Camp Bisco is an experience that, as a first-timer, I felt overwhelmed with at times. I took plenty of notes used for writing daily recaps (check them out: Day One, Day Two and Day Three), but they were handy for all the lists I found myself making (such as these):

Five tips for Camp Bisco first-timers:

1) Arrive when it’s light outside — Mariaville, N.Y., may be hard enough for you to find on a map, but good luck navigating the back roads that lead to Camp Bisco when it’s dark out.  For most, the majority of travel happens on Interstate 90, but navigating from that road to the actual site involves a series of deeply wooded, street light-less areas that aren’t fun when the sun is down.

2) Bring a flashlight  The camp itself is a bit tricky to navigate before you have your bearings. I couldn’t find site maps online or at the event anywhere, so night one in the dark was rough. Even after I found where I was going the following day, a light at night can only serve you well (it’s an open invite to flashlight tag at least).

3) Print the band schedule  There isn’t a lot of cell reception or Wi-Fi at the campgrounds. A good, old fashioned print out of who’s playing when and where will serve you well (and also make you some interesting acquaintances). The lineup shifts due to delays, weather, etc., but having the basis can only help you plan out your viewing schedule.

4) The VIP tickets are worth it  I was fortunate enough to have this access due to media credentials, but I’d shell out the extra hundred or so for it as a general patron. You get closer access to the stage (albeit slightly off to the side) no matter how jammed things are and a VIP bracelet gains you entrance to areas of the camp site others can’t simply access.

5) Prepare for rain  Take this as an all-encompassing final tip. You’ll avoid having to pay for a $5 poncho (and deflect sunburn if you’re proactive) with an umbrella or rain coat. A tent keeps you covered and lets you avoid sleeping in your car. Knowing that the elements could turn up also prevents you from dressing up too much and sticking out like a sore thumb (I might’ve had a polo on coming from work the first day, which certainly sprung some questions).

10 Basketball Jerseys at Camp Bisco

Basketball jerseys are apparently this season’s hot festival attire. In honor of, I only focused on seeking out jerseys that made you say, “Wait, you really bought that?”

Five acts to invite next year

After seeing the collection of bands and reading up on who’s visited the festival in recent years, I want to offer one fan’s suggestions for Camp Bisco 10:

1) Neon Indian — “Chillwave” is the new frontier and there’s no better band to grab for it than Neon Indian.
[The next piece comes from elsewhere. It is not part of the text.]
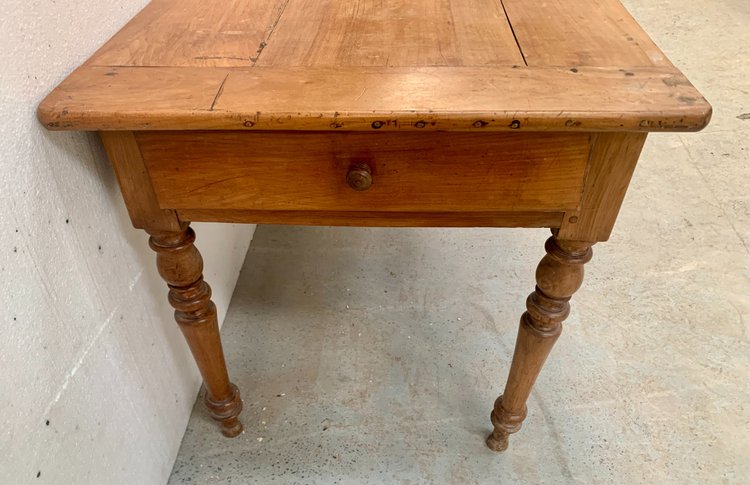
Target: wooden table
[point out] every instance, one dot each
(418, 113)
They’re festival proven (ACL and Pitchfork under their belts at least) and have come through upstate before.

2) Phantogram — Having them on the bill would be mutually beneficial for both this emerging act and the excitement around the festival. The fact that they’re local (Phantogram calls Albany home) only adds to it.

3) M.I.A. — She’s a major headline grabber, along the lines of LCD Soundsystem this year (or Nas + Damian Marley the year before).
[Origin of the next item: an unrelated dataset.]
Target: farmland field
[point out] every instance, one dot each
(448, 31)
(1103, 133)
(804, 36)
4) Sleigh Bells — In terms of experimenting with sound and electronics, Sleigh Bells has been embraced the most for a new approach.
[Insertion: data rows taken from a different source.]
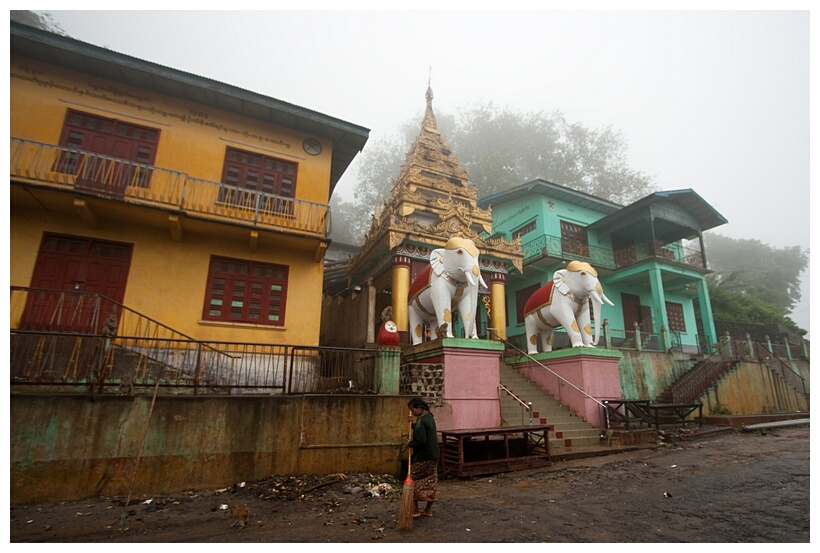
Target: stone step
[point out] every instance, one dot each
(570, 430)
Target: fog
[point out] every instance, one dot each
(716, 101)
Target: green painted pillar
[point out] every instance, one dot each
(387, 370)
(658, 298)
(706, 313)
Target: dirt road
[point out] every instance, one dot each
(737, 487)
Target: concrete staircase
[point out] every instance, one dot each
(570, 429)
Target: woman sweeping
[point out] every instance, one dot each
(424, 462)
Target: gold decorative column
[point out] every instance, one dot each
(400, 291)
(498, 309)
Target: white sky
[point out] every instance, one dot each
(716, 101)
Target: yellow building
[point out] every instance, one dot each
(199, 205)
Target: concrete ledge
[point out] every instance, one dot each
(745, 420)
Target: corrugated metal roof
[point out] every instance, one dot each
(633, 220)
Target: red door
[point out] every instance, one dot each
(74, 272)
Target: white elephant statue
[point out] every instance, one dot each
(450, 283)
(547, 310)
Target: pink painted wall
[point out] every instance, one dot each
(596, 374)
(471, 379)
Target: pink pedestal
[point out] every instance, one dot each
(471, 379)
(595, 371)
5) Robert Randolph and the Family Band — Admittedly, I’m not a huge jam band enthusiast. I caught some of The Disco Biscuits out of respect for what they do in the existence of this festival. However, if that is somewhat at the heart of this experience, it’s important to keep the jam band genre in the billing. The one I’ve enjoyed the most is Randolph and Co. with their affinity for orchestrated covers (I’ve heard them do “Billie Jean” twice) and the original nature of his slide guitar.

One final thought: Jazz seems to get overlooked for how close in relation it is to the jam band form (high levels of song structure, lengthy open solo sections, wide variety of instrumentations accepted). Combine that with the desire for electronic and Herbie Hancock would be a fantastic choice to enter the festival’s ranks. I can easily close my eyes and see “Rockit” in the early evening one night.